Ecco perché sarà difficile avere molta azione nei paesi più piccoli se si rimane tutti separati l’uno dall’altro.

Quindi sei favorevole ad una legislazione comune europea, giusto?

Ovviamente. Se fosse possibile averne una a livello mondiale, sarebbe pure meglio.

Credo che si debba sviluppare una normativa europea. Sarebbe meglio aprirla a quante più nazioni possibile.

Mentre aspettiamo che questo succeda, quale pensi sarebbe il modello migliore per il Portogallo?

Non sono un esperto in materia di legislazione, ma credo qualcosa di simile agli Stati Uniti. Vorrei che che un giocatore capace di vincere molti soldi possa anche togliere le spese di gioco dalla sua dichiarazione dei redditi.

Il problema è che in Europa non c'è questa tradizione per i giocatori di poker. Credo non ci siano paesi come questo.

Saresti disposto a lasciare il Portogallo, se la situazione legale dovesse cambiare?

Non lo so, per il momento aspetto e basta.

E se la situazione dovesse diventare simile a quella spagnola? Faresti un biglietto di sola andata per lasciare il Paese?

Sì, se non potessi giocare in Portogallo a causa di tasse troppo alte, me ne andrei. Ma se capitasse domani, non me ne andrei subito. Ho un figlio piccolo – ed èra è lui la cosa più importante.

Da quando c’è lui le mie priorità sono cambiate, ed il poker è diventata la seconda.

Per il momento sono sicuro che almeno nei prossimi cinque o sei mesi non dovrei muovermi dal Portogallo. Con i soldi che ho, non penso avrò particolari problemi in futuro.

Diciamo che per il momento sono contento e non penso al futuro lontano. Il poker per me è sempre stata un'attività a medio termine.

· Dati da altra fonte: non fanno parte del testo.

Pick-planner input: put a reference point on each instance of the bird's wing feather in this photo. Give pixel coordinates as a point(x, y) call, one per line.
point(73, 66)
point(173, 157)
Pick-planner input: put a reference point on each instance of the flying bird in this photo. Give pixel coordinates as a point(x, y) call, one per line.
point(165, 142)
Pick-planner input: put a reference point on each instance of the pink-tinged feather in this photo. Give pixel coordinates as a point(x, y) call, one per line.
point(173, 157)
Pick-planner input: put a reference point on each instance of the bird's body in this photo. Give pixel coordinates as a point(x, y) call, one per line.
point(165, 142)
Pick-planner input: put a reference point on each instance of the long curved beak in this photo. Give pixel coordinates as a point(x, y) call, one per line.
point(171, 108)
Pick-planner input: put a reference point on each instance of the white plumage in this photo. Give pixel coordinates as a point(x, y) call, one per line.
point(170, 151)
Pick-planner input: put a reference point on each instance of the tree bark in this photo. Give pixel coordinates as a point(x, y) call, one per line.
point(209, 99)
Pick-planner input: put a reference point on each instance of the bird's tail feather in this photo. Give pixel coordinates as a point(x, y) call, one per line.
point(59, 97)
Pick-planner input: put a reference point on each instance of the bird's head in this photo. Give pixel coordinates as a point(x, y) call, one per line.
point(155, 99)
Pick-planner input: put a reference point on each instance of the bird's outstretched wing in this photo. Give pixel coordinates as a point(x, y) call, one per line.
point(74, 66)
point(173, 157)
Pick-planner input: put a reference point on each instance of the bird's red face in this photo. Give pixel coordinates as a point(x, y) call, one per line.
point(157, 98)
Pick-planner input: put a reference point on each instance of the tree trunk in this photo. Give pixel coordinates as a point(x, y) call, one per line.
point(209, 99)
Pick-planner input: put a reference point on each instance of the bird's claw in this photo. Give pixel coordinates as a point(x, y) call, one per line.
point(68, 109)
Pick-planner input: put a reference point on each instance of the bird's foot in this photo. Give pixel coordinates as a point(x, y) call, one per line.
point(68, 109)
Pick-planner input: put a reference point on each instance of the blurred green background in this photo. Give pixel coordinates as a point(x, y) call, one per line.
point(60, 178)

Anche parlando dei tornei, ad esempio, so che dopo Barcellona farò un torneo in Portogallo, l'EPT di Londra e poi non so. Sono un giocatore da breve e medio termine.

Qual è il livello dei tornei live in Portogallo?

I buy-in sono molto bassi – in genere parliamo di 200 o 300 Euro. È facile trovare giocatori ancora alle prime armi, quindi direi che il livello dei giocatori sia piuttosto basso.

È un bene o un male?

Entrambe le cose. Tutti noi eravamo scarsi quando abbiamo iniziato. Nessuno ha cominciato giocando da professionista al primo giorno.

Molti giocatori stanno iniziando a cercare di combinare qualcosa. Miglioreremo.